Moe Jette, Large-Scale Systems Group Leader, gave a presentation on the progress of the Production Environment. He reported that part of the strategic plan for system administration has been done. In other areas, NERSC is now dealing with the issue of foreign nationals' access to NERSC computers and software; the Central User Bank (CUB) system has been ported to the T3D; the Portable Batch System (PBS) is being beta tested (Pacific Northwest Laboratory agreed to assist in the beta testing of PBS); NERSC is working to bring in Kerberos security; and UNICOS 8.0 has been successfully installed on the C90.

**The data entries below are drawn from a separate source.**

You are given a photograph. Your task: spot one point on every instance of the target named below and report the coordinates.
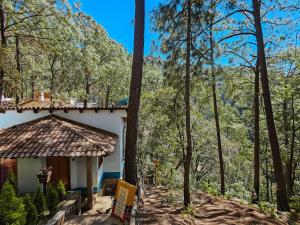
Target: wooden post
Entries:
(89, 182)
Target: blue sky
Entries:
(116, 16)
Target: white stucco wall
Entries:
(27, 169)
(103, 119)
(78, 172)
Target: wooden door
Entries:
(60, 170)
(7, 165)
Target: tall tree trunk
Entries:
(32, 84)
(18, 68)
(107, 95)
(216, 112)
(278, 169)
(289, 177)
(267, 176)
(3, 43)
(87, 91)
(135, 93)
(256, 134)
(188, 154)
(52, 85)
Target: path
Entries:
(209, 211)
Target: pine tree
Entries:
(12, 209)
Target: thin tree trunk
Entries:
(3, 43)
(256, 134)
(291, 158)
(87, 91)
(267, 176)
(32, 87)
(52, 88)
(135, 93)
(278, 169)
(107, 96)
(216, 112)
(18, 67)
(188, 155)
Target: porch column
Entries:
(89, 182)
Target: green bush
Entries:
(32, 216)
(12, 210)
(51, 199)
(267, 208)
(39, 201)
(12, 179)
(61, 190)
(295, 203)
(238, 190)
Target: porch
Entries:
(75, 151)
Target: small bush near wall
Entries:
(51, 199)
(61, 191)
(12, 210)
(12, 179)
(32, 215)
(39, 201)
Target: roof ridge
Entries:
(64, 123)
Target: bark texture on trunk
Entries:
(188, 154)
(216, 112)
(277, 162)
(89, 182)
(135, 93)
(256, 134)
(289, 179)
(3, 43)
(87, 91)
(18, 67)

Sandy Merola of LBNL gave first a summary of current ESnet Steering Committee (ESSC) activities, then an overview of the committee structure. One activity has been to champion ESnet by arguing to maintain its current level of funding. Another has been to devise a funding structure encompassing uniprogram and multiprogram network sites that conforms to all funding guidelines (i.e., avoid misappropriating or reappropriating funds). Another activity is to investigate how to sustain international network service at an affordable price now that NSFnet is gone. A new activity in which ERSUG may wish to participate is an ESnet strategic planning session.
ESSC is chartered by MICS to document, review, and prioritize network requirements; review the ESnet budget with respect to the prioritized network requirements; identify network requirements that require further research; establish performance objectives; propose innovative techniques for enhancing ESnet capabilities; and advise the ESnet management personnel. ESSC members are appointed by division heads to represent program offices. ESSC takes and records formal votes.
A subgroup chartered by ESSC is the Distributed Computing Coordinating Committee (DCCC). It has a long list of responsibilities, but for the purpose of the ERSUG meeting, the most interesting one is to advance the planning, development, and implementation of the needed Distributed Informatics, Computing, and Collaborative Environment (DICCE).
Barry Howard, Distributed Computing Group Leader, gave an update on distributed computing and DCCC/DICCE. This was an elaboration of the types of services that DICCE, through the distributed computing complex, is meant to include. It should promote the sharing both of information and computing resources and facilitate collaboration by geographically distributed researchers. DICCE has an architecture consisting of layers of services built upon ESnet. Among the layers are the Distributed Computing Environment, authentication service, key distribution service, distributed file systems, secure e-mail, and seamless e-mail enclosures.
Bruce Cohen of LLNL described ongoing work in the Numerical Tokamak Project.